Architectural Styles · Lesson 06

Comparing REST, GraphQL, and gRPC

You've seen each style in isolation. Now lay them side by side and build the decision instinct you need for the real question every architect faces: which style goes here, and why?

⏱ 15 min Difficulty: core Prereq: as-01 through as-05

By the end you'll be able to

Read the decision table and map any API requirement to the most fitting style.
Apply "use X when…" guidance to three different scenario types: public API, mobile app, internal microservices.
Justify a multi-style architecture for a single product.

The decision table

Each cell below is a short verdict — read it as "how well does this style handle this dimension?" rather than a strict score. No style wins every dimension.
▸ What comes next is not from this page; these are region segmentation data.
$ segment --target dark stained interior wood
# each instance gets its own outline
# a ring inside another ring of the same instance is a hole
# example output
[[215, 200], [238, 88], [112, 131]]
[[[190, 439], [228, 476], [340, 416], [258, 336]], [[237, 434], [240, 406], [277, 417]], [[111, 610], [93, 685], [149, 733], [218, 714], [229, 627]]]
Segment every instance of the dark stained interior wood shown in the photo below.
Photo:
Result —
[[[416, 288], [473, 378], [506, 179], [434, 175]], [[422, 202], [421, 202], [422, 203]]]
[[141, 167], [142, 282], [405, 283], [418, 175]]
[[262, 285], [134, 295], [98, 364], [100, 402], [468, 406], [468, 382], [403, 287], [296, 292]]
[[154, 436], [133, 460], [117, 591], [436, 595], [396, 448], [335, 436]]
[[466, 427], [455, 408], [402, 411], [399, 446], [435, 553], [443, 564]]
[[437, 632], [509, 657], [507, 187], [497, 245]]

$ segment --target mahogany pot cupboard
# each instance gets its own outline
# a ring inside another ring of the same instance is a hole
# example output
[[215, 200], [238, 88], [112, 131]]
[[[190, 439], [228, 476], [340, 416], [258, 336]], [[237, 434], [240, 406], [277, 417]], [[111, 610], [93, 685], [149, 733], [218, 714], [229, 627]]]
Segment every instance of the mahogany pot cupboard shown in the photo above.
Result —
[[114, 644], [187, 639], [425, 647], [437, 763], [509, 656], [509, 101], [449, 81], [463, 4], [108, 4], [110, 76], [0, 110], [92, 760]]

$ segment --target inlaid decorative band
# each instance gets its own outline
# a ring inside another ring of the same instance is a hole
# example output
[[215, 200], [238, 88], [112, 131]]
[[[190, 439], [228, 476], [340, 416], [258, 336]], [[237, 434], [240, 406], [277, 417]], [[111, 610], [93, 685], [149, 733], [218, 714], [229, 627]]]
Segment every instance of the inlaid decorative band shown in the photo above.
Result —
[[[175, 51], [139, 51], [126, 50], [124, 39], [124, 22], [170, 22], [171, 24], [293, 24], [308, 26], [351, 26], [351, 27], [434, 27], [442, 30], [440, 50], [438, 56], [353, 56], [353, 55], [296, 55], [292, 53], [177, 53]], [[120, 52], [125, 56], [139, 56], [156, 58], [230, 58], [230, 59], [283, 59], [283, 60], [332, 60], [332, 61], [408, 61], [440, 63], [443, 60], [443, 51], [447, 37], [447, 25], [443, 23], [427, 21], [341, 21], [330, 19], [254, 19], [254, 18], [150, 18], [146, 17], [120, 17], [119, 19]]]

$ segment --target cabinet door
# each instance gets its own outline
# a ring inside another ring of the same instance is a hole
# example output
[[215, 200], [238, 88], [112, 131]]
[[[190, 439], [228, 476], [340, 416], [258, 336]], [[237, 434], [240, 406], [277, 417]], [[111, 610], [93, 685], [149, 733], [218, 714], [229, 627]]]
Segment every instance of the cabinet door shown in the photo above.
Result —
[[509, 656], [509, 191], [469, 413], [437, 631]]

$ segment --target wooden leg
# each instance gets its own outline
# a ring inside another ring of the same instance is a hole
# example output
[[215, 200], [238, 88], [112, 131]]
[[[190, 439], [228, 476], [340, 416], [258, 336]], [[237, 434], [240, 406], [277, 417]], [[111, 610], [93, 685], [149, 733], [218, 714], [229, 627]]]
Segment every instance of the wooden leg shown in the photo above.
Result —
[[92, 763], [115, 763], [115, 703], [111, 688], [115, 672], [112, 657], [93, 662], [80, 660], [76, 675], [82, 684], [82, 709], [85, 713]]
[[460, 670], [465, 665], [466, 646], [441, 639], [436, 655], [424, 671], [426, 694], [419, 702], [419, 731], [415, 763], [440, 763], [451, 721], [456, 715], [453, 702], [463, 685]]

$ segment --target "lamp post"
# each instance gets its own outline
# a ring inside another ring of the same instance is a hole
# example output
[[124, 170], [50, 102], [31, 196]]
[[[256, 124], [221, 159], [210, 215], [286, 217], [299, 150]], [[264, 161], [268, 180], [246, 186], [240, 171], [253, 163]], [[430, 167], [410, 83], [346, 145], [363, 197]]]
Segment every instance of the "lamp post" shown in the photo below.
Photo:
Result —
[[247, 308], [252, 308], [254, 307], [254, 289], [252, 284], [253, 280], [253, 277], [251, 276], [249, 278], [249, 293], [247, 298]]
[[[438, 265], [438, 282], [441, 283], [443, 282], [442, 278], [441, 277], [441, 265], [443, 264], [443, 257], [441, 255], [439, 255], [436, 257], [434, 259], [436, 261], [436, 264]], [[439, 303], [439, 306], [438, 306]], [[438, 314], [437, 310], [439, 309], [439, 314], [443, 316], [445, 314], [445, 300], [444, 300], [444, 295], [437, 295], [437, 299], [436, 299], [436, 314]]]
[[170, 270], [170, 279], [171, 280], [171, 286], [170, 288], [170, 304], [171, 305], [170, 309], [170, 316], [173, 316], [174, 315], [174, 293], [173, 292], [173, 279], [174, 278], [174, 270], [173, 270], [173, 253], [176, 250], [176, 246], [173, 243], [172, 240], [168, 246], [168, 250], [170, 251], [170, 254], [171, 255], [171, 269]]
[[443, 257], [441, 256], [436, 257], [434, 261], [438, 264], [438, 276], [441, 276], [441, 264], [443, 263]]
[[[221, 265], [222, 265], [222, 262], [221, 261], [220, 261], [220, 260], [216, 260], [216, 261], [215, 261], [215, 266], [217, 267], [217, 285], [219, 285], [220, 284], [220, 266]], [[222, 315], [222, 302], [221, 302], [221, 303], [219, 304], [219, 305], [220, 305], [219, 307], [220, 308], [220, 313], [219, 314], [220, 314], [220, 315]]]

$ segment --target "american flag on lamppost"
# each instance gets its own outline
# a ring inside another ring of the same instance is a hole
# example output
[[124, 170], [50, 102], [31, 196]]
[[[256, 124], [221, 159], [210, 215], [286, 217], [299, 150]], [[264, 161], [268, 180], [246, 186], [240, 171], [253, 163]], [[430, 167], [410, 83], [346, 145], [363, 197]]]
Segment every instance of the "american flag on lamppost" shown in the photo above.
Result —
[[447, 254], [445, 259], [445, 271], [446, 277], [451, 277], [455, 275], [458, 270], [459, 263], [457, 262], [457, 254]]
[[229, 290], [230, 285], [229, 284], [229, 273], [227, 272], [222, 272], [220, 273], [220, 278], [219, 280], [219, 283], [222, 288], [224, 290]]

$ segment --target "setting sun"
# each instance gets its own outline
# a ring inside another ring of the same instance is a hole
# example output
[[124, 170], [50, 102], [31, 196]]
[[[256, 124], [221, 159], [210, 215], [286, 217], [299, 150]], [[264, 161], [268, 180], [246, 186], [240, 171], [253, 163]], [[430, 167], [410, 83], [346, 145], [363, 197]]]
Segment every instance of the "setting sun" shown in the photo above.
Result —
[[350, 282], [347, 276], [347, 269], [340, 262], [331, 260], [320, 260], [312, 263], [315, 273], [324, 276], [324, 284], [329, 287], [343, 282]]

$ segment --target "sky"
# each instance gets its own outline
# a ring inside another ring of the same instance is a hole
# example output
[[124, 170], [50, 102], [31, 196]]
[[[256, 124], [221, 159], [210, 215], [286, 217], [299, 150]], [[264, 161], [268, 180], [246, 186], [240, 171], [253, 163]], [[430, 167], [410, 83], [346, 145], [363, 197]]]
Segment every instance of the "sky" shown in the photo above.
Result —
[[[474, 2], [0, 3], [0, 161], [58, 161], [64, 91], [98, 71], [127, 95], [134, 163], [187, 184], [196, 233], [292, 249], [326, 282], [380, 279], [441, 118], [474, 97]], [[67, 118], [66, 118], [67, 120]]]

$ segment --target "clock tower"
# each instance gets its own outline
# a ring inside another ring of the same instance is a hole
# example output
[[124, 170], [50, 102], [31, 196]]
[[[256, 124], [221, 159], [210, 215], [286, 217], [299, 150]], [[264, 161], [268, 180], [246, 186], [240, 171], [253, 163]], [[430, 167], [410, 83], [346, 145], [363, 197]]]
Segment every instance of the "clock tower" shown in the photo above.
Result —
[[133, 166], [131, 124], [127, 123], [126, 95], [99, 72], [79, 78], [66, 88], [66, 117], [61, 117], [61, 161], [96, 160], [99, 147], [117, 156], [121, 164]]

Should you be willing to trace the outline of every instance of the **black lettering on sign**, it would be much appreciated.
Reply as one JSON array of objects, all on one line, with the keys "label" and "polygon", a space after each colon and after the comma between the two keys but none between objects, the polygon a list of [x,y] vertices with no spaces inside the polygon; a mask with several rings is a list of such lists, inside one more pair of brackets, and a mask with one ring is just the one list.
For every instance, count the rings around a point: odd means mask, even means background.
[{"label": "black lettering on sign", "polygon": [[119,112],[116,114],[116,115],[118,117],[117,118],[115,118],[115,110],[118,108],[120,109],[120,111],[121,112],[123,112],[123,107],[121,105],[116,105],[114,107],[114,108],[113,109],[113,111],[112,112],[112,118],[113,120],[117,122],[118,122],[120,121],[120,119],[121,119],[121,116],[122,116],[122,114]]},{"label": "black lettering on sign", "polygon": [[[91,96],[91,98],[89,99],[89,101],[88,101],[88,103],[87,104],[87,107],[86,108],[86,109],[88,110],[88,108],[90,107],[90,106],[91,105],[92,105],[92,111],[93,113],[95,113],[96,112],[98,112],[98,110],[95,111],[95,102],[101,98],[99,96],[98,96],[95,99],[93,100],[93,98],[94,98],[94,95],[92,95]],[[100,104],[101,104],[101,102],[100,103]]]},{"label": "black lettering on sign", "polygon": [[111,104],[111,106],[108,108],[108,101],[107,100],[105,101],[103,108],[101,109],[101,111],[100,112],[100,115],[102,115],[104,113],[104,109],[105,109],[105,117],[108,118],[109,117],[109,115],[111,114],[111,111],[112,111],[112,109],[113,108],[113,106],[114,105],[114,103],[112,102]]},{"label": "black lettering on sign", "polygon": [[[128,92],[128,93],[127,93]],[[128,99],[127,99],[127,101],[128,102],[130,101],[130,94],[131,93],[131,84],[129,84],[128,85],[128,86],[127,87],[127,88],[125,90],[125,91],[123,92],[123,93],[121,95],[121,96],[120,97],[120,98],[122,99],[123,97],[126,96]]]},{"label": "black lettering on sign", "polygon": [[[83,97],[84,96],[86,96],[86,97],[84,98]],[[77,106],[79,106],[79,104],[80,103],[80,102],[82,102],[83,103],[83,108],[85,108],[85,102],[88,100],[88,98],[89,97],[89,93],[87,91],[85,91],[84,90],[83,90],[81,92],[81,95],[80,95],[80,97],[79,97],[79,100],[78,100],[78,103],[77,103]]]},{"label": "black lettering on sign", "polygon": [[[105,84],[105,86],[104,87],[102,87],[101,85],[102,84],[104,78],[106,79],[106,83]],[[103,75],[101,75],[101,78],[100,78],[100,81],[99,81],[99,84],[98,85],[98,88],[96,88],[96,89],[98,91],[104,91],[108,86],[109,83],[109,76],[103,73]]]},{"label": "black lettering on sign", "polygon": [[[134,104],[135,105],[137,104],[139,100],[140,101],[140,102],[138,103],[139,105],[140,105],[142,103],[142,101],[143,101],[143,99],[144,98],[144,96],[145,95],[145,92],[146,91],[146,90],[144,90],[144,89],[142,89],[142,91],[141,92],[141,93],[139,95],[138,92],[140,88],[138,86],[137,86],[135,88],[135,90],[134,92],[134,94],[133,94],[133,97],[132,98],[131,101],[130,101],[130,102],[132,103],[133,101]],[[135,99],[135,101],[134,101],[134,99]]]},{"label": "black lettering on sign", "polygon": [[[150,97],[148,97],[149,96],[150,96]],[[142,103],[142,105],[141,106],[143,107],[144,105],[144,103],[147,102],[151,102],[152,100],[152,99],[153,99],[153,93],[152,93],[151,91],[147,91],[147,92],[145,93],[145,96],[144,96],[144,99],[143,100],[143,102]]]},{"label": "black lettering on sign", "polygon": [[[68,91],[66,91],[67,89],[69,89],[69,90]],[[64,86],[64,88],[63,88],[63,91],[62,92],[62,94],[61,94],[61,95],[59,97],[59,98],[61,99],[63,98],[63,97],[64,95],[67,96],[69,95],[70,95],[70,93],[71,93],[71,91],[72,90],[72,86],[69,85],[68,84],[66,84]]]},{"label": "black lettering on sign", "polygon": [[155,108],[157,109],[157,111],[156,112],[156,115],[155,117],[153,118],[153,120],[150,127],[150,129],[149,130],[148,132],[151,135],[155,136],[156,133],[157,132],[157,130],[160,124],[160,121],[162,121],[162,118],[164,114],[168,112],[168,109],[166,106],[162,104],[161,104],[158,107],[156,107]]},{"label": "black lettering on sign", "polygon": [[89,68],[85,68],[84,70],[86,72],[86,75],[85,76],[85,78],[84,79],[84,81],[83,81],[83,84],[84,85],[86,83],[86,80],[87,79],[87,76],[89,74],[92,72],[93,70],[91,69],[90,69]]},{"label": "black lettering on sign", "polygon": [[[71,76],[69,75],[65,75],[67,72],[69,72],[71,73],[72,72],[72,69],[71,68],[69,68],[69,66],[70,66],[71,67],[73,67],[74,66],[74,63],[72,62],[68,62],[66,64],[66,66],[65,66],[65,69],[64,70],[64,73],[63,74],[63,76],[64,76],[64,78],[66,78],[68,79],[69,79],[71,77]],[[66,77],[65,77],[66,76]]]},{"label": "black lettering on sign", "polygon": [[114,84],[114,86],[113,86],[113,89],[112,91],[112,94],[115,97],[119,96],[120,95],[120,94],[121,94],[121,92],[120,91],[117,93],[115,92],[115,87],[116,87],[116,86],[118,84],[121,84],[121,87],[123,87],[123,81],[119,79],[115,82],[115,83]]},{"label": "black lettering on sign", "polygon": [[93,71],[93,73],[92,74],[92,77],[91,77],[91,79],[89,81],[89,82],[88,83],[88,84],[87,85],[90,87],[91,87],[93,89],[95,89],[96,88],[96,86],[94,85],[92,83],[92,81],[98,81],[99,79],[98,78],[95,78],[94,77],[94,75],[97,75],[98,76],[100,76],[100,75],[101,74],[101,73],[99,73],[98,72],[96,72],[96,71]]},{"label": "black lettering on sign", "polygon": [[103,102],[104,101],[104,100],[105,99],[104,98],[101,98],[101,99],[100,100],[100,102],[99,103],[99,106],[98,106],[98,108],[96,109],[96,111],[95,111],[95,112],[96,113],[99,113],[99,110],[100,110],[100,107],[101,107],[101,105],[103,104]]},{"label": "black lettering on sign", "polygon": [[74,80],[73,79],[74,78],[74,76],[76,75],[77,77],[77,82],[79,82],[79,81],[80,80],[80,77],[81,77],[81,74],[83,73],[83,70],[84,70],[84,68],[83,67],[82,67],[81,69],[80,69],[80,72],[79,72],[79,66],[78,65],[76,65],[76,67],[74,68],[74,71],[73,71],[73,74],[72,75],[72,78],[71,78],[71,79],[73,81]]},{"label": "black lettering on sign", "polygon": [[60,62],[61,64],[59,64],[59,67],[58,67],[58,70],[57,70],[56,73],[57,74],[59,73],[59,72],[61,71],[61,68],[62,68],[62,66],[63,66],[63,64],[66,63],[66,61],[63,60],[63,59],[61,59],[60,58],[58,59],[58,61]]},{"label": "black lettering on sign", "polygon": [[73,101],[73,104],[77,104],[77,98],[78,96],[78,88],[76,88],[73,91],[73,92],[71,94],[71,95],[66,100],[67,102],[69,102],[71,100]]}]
Dimension	REST	GraphQL	gRPC
Typical clients	Browsers, third-party apps, CLIs	First-party mobile/web apps needing tailored payloads	Internal services, microservice mesh
Performance	Good — JSON/HTTP/1.1 or HTTP/2, well-understood	Good — one round-trip; overhead in query parsing & resolver orchestration	Excellent — binary protobuf + HTTP/2 multiplexing
Caching	Built-in via HTTP (CDN, ETag, Cache-Control)	Manual — persisted queries, client normalised cache, schema hints	Not built-in — must implement at the application layer
Streaming	Server-Sent Events or WebSocket (add-on)	Subscriptions (WebSocket); well-supported in major clients	First-class — 4 streaming modes built into the protocol
Type contract	Optional (OpenAPI, JSON Schema)	Mandatory — SDL schema is the contract	Mandatory — .proto file; compile-time enforcement
Tooling	Universal — curl, Postman, every HTTP library	GraphiQL, Apollo Studio, Relay — rich but specialised	grpcurl, Buf, generated stubs — capable but niche
Debuggability	Excellent — readable JSON in any browser DevTools	Good — JSON responses; errors embedded in body	Difficult — binary wire format; needs grpcurl + proto file
Learning curve	Low — built on HTTP vocabulary most devs know	Medium — SDL, resolvers, N+1 pitfalls	Medium-high — protobuf, codegen, HTTP/2 mental model
Versioning	URL versioning (/v1/) or header; well-established patterns	Additive schema evolution; deprecation directives	Additive field evolution; reserved field numbers for removals
Browser support	Native	Native (over HTTP/1.1)	Requires grpc-web proxy

"Use X when…" guidance

Use REST when

Your API is public or consumed by third parties who should not need special tooling.
The resource model is stable and response shapes don't vary wildly across clients.
You need HTTP caching to work transparently (CDN edge, browser cache).
The team is small or less experienced with specialised tooling — REST has the lowest onboarding cost.
You need humans to curl endpoints during debugging.

Use GraphQL when

Multiple first-party clients (iOS, Android, web) need different subsets of the same underlying data.
The front-end evolves rapidly and you want to add screen fields without back-end deploys.
Over-fetching is costing real bandwidth on mobile connections.
You're willing to invest in DataLoader, persisted queries, and schema governance tooling.

Use gRPC when

The connection is internal — both client and server are under your control.
You need maximum throughput and minimum latency at high call volumes.
You want compile-time contract enforcement across a polyglot service mesh (Go backend, Java service, Python ML worker).
You need native streaming (server push, client upload, bidi) without bolt-on protocols.
Browsers are not direct consumers (or you'll add grpc-web and its proxy).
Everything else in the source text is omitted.